“Because everything’s better as a musical”
Between Austentatious and The Showstoppers, I’ve been thoroughly entertained (and consistently left in awe) by my dips into the world of improv so there’s always been a slight sense of trepidation about going further afield to see others do it, just in case they’re not as good! But the company to get me over myself were Waiting for the Call, the “original all-female long-form musical improv team”, and their promise of a unique blend of comedy, improv and musical group work.
Their show Notflix just played at the VAULT Festival and is following that up with a week at the King’s Head, ahead of a return to Edinburgh in the summer. And you can see why, as improv does carry with it a certain appeal to the festival market in its rapid-fire wit and scrappy energy and in that, WftC are certainly pitching themselves to the right places.
Notflix is sparked by audience suggestions of the last film they watched, one of which is then selected to receive the musical improv treatment.

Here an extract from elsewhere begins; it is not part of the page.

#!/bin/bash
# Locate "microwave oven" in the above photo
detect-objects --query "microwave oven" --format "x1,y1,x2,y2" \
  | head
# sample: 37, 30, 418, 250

The night I saw it, The First Wives Club and Batman vs Superman did battle and The First Wives Club won, and what we got was a surreal interpretation of the film (if there’s any weakness to the evening, I think it should be more explicit that the group are going to be riffing on the film in question) that jettisoned two of the wives and replaced them with a subplot about duelling window-cleaning brothers both called Doug.
Between diamond pacifiers, Squeegee4000s and pony memes, the wackier the storytelling got, the funnier it became, especially once the construction of a sex swing got started. And musically, the show got stronger as it made bolder choices about the musical styles it was aping, the Hamilton spoof was inspired and I could probably listen to Gemma-Marie Everest wocka-wocka-wocka all night long. There’s a palpable chemistry between the company, even though it rotates members, and a genuinely quickwittedness that was frequently laugh out loud funny (if I had to pick favourites, I think Aisling Groves-McKeown just edged it with her physical comedy skillz).
It is far too easy for me to say that the music and lyrics could occasionally have done with a bit more variation (relying a little too much on repetition). or that a couple of the performers need to work on their game faces (there was a moment where no-one seemed to want to take the lead), but that’s not to ignore how much fun Notflix was, or how much admiration I have for the exponents of this most enjoyable of artforms.